Depose il bicchiere e si alzò, avviandosi alla scrivania con il computer. Lo accese, sapendo che così si autopuniva perché era certamente arrivata una e-mail di Bishop. Sapeva di spargere sale sulle ferite, ma non poteva fermarsi. Il collegamento fu veloce.

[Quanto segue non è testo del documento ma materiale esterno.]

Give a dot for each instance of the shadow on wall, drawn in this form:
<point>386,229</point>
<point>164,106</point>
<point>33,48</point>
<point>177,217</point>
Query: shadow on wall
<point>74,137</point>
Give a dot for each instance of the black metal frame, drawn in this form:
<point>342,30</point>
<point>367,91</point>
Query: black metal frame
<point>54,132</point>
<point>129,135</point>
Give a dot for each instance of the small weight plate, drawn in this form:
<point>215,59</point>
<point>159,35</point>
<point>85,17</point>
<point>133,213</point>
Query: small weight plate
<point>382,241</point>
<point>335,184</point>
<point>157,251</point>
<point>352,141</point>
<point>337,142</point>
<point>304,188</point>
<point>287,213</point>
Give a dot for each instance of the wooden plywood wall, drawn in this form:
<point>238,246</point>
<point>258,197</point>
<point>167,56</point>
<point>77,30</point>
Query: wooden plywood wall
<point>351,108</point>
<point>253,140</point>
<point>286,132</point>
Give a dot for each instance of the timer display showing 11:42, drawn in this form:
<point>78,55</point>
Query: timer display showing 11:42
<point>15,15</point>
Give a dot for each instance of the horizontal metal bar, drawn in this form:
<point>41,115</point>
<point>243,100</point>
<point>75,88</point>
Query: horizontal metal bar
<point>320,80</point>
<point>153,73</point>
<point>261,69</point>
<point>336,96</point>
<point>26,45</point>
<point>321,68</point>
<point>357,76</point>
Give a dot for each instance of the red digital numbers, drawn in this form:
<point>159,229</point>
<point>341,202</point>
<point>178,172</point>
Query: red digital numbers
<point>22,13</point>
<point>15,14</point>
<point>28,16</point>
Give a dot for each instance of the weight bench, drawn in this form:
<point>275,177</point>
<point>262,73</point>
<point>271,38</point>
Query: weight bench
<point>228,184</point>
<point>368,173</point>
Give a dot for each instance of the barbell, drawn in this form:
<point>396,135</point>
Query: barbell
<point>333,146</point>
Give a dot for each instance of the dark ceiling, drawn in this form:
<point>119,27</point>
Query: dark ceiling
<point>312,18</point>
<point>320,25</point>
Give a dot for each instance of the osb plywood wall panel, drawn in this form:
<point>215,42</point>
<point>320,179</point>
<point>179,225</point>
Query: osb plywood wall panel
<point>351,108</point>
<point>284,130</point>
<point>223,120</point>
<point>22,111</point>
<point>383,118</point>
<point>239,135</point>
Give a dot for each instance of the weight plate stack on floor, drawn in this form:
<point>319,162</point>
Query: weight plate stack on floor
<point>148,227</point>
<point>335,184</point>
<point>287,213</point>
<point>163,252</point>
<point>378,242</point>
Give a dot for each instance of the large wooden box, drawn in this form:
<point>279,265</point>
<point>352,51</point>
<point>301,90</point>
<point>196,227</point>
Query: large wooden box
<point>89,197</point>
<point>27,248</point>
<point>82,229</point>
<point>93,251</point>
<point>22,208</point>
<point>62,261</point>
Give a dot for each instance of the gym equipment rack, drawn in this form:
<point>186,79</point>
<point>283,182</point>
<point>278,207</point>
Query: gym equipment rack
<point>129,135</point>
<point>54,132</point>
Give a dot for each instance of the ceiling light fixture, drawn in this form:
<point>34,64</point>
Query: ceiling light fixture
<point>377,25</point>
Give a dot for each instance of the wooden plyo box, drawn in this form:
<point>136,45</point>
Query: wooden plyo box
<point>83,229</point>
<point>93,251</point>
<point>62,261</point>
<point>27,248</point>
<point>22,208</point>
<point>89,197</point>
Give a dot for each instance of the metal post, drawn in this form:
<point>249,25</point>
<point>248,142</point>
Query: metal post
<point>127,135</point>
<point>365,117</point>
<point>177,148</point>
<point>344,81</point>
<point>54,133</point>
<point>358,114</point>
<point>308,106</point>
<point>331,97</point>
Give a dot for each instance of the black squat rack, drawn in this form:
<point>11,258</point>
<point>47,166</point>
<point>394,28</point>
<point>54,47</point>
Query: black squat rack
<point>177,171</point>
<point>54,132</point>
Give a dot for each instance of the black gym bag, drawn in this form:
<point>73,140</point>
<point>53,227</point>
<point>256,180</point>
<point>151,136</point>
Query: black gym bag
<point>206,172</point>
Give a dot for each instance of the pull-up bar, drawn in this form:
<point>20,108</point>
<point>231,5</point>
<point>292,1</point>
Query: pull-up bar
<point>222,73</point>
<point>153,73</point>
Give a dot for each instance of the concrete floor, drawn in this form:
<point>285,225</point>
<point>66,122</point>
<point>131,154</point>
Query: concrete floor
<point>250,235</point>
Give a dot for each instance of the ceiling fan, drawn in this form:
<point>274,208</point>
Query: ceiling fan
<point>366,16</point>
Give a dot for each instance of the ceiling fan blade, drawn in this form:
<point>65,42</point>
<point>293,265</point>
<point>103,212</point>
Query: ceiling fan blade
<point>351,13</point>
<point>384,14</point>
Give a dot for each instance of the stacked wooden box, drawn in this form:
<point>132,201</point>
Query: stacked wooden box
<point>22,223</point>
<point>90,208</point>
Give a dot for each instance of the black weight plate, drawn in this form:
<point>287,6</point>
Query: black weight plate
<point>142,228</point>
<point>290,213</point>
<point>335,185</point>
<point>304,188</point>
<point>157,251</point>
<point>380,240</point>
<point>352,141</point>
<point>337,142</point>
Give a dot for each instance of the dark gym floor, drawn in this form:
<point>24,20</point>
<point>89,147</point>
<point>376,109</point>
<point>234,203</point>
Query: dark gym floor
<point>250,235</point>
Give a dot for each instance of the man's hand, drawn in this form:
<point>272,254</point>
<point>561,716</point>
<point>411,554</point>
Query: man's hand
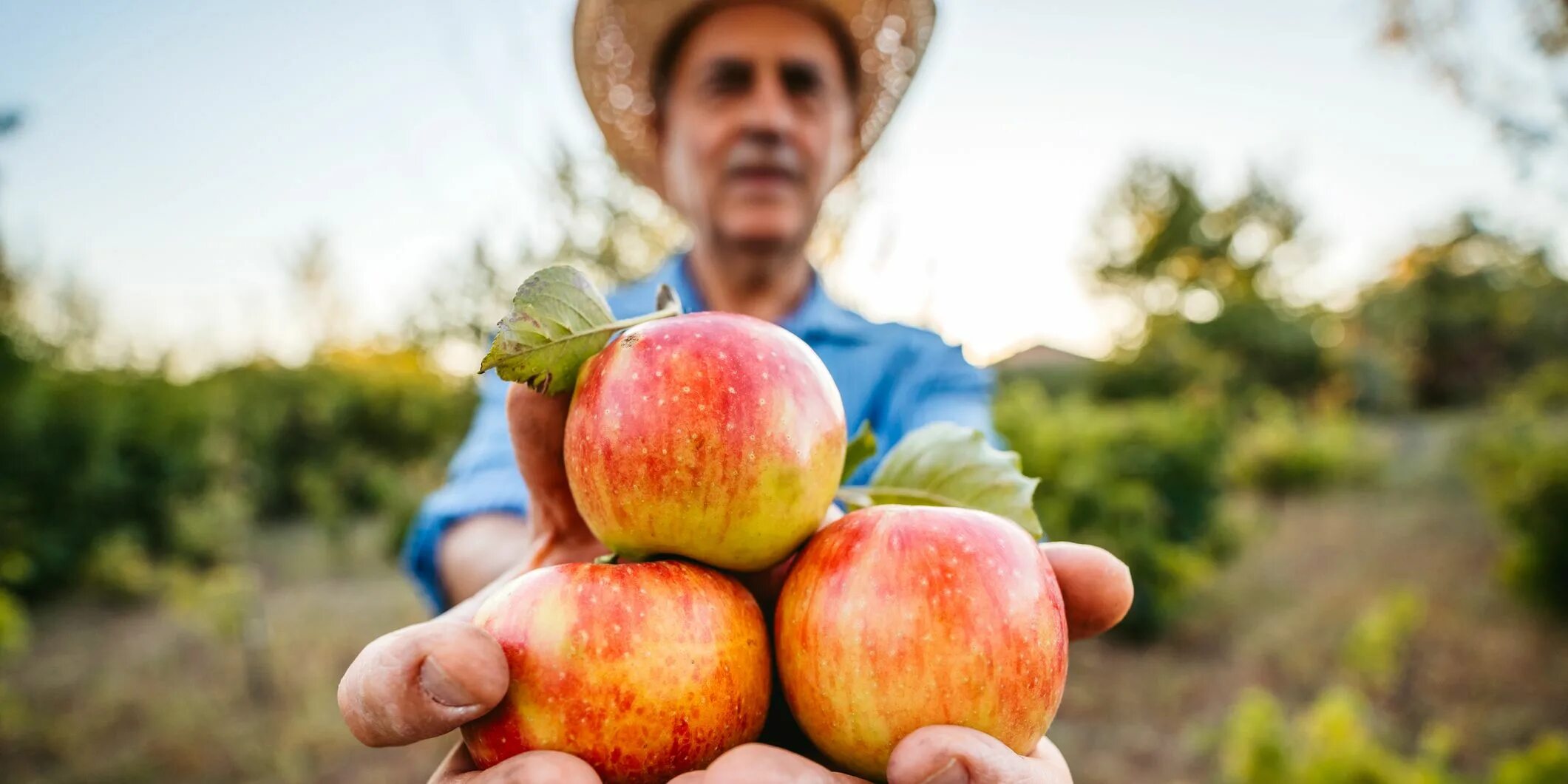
<point>937,754</point>
<point>432,678</point>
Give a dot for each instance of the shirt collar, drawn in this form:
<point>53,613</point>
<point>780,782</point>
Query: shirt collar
<point>818,317</point>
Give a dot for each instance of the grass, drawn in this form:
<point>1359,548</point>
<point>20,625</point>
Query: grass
<point>138,695</point>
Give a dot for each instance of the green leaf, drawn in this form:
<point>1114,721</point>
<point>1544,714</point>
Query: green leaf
<point>557,322</point>
<point>946,465</point>
<point>860,449</point>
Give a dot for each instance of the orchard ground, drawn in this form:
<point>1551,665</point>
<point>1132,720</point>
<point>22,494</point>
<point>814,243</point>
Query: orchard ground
<point>140,693</point>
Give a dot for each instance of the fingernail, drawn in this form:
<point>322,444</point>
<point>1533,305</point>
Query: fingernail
<point>441,687</point>
<point>954,772</point>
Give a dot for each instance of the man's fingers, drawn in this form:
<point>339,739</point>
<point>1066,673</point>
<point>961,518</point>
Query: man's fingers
<point>421,683</point>
<point>761,764</point>
<point>530,767</point>
<point>949,754</point>
<point>1096,587</point>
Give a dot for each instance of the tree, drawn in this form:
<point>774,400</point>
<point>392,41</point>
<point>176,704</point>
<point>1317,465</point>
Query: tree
<point>1208,287</point>
<point>1506,60</point>
<point>1465,316</point>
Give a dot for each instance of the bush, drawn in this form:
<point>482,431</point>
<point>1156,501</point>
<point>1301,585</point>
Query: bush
<point>1542,389</point>
<point>1333,740</point>
<point>1520,465</point>
<point>106,474</point>
<point>1376,648</point>
<point>1545,763</point>
<point>1142,480</point>
<point>1285,451</point>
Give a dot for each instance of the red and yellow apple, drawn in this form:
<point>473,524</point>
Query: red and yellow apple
<point>643,670</point>
<point>714,436</point>
<point>895,618</point>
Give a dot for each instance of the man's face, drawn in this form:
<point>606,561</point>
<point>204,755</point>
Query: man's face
<point>758,124</point>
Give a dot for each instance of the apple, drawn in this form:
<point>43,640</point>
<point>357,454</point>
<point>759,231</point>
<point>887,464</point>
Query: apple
<point>643,670</point>
<point>895,618</point>
<point>714,436</point>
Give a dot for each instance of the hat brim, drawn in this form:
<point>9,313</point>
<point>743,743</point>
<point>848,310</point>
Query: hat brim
<point>615,44</point>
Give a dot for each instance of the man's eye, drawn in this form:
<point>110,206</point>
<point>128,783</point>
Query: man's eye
<point>800,79</point>
<point>728,79</point>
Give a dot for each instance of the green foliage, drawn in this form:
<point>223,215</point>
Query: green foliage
<point>1331,742</point>
<point>120,568</point>
<point>1520,466</point>
<point>1542,389</point>
<point>15,627</point>
<point>217,601</point>
<point>1377,644</point>
<point>1208,283</point>
<point>107,472</point>
<point>1286,451</point>
<point>1142,480</point>
<point>1465,316</point>
<point>1545,763</point>
<point>557,322</point>
<point>944,465</point>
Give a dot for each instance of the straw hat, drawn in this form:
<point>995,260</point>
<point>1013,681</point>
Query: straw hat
<point>615,44</point>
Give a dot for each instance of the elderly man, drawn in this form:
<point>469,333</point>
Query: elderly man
<point>742,115</point>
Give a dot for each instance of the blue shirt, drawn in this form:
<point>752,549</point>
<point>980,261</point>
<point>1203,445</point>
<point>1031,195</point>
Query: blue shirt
<point>895,377</point>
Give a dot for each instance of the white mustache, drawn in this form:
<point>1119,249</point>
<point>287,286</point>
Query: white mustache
<point>755,156</point>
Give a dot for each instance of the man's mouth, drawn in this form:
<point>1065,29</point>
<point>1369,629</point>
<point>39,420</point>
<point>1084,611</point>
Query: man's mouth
<point>762,174</point>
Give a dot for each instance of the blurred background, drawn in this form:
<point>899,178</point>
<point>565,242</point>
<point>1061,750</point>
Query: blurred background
<point>1275,293</point>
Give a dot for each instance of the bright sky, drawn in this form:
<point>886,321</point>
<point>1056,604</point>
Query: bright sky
<point>174,156</point>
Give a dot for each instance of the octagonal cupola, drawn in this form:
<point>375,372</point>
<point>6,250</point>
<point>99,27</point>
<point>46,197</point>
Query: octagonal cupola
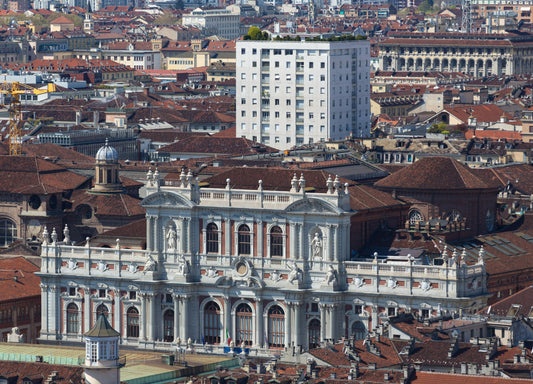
<point>102,361</point>
<point>107,178</point>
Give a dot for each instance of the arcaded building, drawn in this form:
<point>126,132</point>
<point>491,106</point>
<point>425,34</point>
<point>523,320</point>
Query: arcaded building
<point>248,263</point>
<point>474,54</point>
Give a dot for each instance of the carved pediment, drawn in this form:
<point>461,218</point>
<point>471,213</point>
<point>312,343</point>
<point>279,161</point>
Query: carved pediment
<point>313,206</point>
<point>166,199</point>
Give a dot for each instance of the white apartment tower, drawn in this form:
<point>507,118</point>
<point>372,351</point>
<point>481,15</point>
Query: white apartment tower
<point>300,92</point>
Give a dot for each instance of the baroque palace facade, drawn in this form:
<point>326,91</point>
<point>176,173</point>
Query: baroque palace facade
<point>474,54</point>
<point>254,268</point>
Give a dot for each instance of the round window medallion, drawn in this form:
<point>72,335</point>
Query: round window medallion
<point>241,269</point>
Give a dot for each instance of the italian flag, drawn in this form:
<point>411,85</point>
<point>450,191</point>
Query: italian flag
<point>228,337</point>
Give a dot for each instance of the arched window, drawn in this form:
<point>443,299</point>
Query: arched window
<point>168,326</point>
<point>276,327</point>
<point>132,322</point>
<point>211,233</point>
<point>102,310</point>
<point>8,232</point>
<point>415,216</point>
<point>72,318</point>
<point>358,330</point>
<point>212,323</point>
<point>244,240</point>
<point>314,333</point>
<point>276,242</point>
<point>244,327</point>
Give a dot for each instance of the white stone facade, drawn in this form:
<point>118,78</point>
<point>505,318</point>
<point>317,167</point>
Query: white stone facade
<point>221,22</point>
<point>267,269</point>
<point>300,92</point>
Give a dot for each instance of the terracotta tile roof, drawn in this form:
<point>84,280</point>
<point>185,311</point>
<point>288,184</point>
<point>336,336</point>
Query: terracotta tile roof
<point>518,176</point>
<point>217,145</point>
<point>493,134</point>
<point>447,378</point>
<point>117,204</point>
<point>417,329</point>
<point>484,113</point>
<point>59,155</point>
<point>274,179</point>
<point>435,354</point>
<point>433,173</point>
<point>337,358</point>
<point>17,371</point>
<point>62,20</point>
<point>18,279</point>
<point>167,135</point>
<point>229,132</point>
<point>362,197</point>
<point>523,300</point>
<point>30,175</point>
<point>136,229</point>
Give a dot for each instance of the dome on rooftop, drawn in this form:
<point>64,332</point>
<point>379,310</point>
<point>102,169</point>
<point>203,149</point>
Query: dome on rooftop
<point>107,153</point>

Le cose si stanno muovendo. Chris vola tutti i giorni, merci e passeggeri, facce nuove. Non so quanti voli siano per conto di baffi grigi-Hirschorn, ma alcuni di certo lo sono. Devo trovare il modo di fare un controllo. Ray è sempre più nervoso e spaventato; occorre dargli dei risultati. Vedo due strade: la prima è che se Chris, come ho sentito dire, continua a ubriacarsi al Clover Leaf e a vantarsi di «grandi piani, grandi successi per il futuro», Hirschorn lo venga a sapere e decida di levarselo di torno, così io potrei farmi avanti. La seconda è la ragazza, alla quale mi sto avvicinando; sa qualcosa, forse molto, è terribilmente sola e vuole liberarsi del fardello che la opprime; ci sono quasi con lei, ovviamente in modo professionale. Stammi bene. JB.

Quando Weiss si alzò dalla scrivania, la sua faccia era più simile che mai a quella di un cane bastonato. Tornò a sedersi sulla poltrona vicino alla finestra e ad assaporare lo scotch.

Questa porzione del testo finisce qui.